米国と台湾が1997年以来開いてきた安全保障対話の定期協議の一つ「モントレー対話」は、今年もワシントンで7月に開催されるという。
米台双方は「モントレー対話」の開催や中身を公表しないと言われるが、中央通信社は「消息筋によれば、来月の会談には安全保障政策に関する総統諮問機関、国家安全会議の官僚や国防部(国防省)の戦略企画部門トップらが台湾側から出席するという」と伝えている。米側は国防次官補、台湾側は国家安全会議副秘書長をトップとして、国防当局や外交部門から参加するようだ。
昨年は6月下旬にワシントンで開かれ、ロシアのウクライナ侵略や米国が台湾に提供する武器や軍事訓練について協議したと言われる。
現在の呉[金リ]燮・外交部長が総統府秘書長だったときの2017年12月、本会役員などと総統府内で面会した折、普段は温厚な呉氏が顔を紅潮させながら「台湾と米国の間には4つのレベルの安全保障対話がある。台湾を重視する安倍政権にもかかわらずなぜ安全保障対話が進まないのか」と迫ったことがあった。
事実、米国と台湾の間には「モントレー対話」以外にも「米台国防再検討対話」「米台安全保障協力対話」「将官級ステアリンググループ」があると言われる。しかし、日本と台湾の政府間において安全保障対話の枠組みはない。
林芳正・外務大臣の外務委員会答弁によると、日台の政府間で台湾安全保障対話ができない理由は「1972年の日中共同声明を踏まえ、台湾との関係を非政府間の実務関係として維持していくこととしております。こうした立場に基づき、我が国の民間窓口機関である日本台湾交流協会を通じ、幅広い分野で台湾との情報共有や協力を積極的に推進してきている」からだという。
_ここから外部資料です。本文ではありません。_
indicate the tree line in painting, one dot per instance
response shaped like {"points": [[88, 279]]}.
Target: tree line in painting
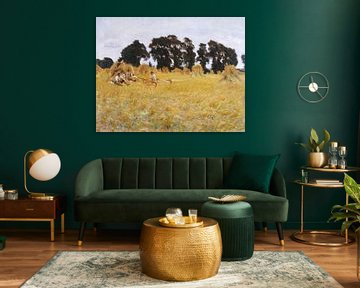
{"points": [[171, 53]]}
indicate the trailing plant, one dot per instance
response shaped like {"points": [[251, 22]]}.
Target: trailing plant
{"points": [[314, 144], [349, 214]]}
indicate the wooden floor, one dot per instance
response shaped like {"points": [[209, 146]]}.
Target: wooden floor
{"points": [[28, 250]]}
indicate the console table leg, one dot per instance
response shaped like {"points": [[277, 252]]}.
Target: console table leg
{"points": [[302, 210], [52, 230]]}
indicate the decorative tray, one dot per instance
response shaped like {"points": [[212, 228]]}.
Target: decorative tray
{"points": [[228, 198], [165, 222]]}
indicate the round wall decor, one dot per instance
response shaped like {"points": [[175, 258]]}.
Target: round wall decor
{"points": [[313, 87]]}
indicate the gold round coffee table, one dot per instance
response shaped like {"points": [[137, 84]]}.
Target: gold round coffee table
{"points": [[180, 254]]}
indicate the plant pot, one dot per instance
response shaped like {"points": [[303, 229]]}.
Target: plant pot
{"points": [[317, 159]]}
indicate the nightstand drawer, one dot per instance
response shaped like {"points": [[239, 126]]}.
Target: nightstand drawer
{"points": [[28, 209]]}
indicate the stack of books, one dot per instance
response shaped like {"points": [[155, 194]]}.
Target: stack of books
{"points": [[327, 181]]}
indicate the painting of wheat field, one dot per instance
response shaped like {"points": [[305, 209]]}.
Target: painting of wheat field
{"points": [[170, 74]]}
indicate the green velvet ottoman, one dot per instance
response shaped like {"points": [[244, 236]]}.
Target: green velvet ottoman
{"points": [[236, 221]]}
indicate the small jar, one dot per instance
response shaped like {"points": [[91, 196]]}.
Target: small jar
{"points": [[2, 193], [11, 194]]}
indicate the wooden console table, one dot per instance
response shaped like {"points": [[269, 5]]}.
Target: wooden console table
{"points": [[27, 209]]}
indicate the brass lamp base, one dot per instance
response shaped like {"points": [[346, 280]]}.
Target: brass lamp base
{"points": [[41, 196]]}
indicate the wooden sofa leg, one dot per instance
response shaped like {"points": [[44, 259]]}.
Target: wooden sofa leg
{"points": [[81, 233], [265, 226], [280, 233]]}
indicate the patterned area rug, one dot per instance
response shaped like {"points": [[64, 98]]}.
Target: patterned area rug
{"points": [[122, 269]]}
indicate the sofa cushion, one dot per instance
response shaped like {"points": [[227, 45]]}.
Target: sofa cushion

日中共同声明で、台湾とは「非政府間の実務関係」で維持してゆくとしたので、事実上の大使館である日本台湾交流協会を通じて台湾政府と情報共有などを行っているのだという。それが日本の台湾との関係に関する日本の基本的立場だという。
しかし、本誌で何度も指摘してきたように、外務省にも防衛省にも、外交関係のない台湾であっても、日本政府が行う安全保障などの情報共有を禁止する法令はない。
つまり、国内法では台湾との安全保障に関する政府間対話を禁止していないが、日中共同声明で台湾との関係を「非政府間の実務関係」としたので、政府間対話はできないというのである。
だが、日中共同声明のどこにも台湾との関係を「非政府間の実務関係」と規定する文言はない。米国も中国と3つのコミュニケを結んでいるが、台湾とは「モントレー対話」など、政府間で安全保障対話を実施している。
日中共同声明は「条約」ではない。日中共同声明は、日本の国益と安全保障の観点から、国内法との整合性が改めて問われるべきではないだろうか。
—————————————————————————————–台湾と米国、安保会談を来月ワシントンで開催へ 武器調達や台湾海峡問題が焦点に【中央通信社:2023年6月5日】https://japan.focustaiwan.tw/politics/202306050003
(台北中央社)台湾と米国が安全保障に関する実務級最高会談「モントレー対話」を米ワシントンで来月開催することが5日、消息筋の話で分かった。米国からの武器調達や台湾海峡問題に焦点が当てられる見通し。
モントレー対話は定期協議の枠組み。消息筋によれば、来月の会談には安全保障政策に関する総統諮問機関、国家安全会議の官僚や国防部(国防省)の戦略企画部門トップらが台湾側から出席するという。
淡江大学国際関係・戦略研究所の翁明賢所長は、昨年のモントレー対話では主にロシア・ウクライナ戦争に焦点が当てられていたとした上で、バイデン政権がこの1年、米日、米韓、米日韓、米日比、米豪日などの2国間または3国間関係を積極的に推進していることに触れ、今年の会談は主に台湾海峡問題を焦点とすることが予想されるとの見方を示した。また、台湾有事の際にインド太平洋地域の同盟国がどのような対応を取るのかについても話が及ぶ可能性があると指摘した。
政府系シンクタンク、国防安全研究院の舒孝煌副研究員は軍事戦略を担う戦略企画部門の代表者が会談に参加することに触れ、米国からの武器調達や弾薬備蓄、台湾に対する米国の軍事援助などについても言及があるだろうと推測した。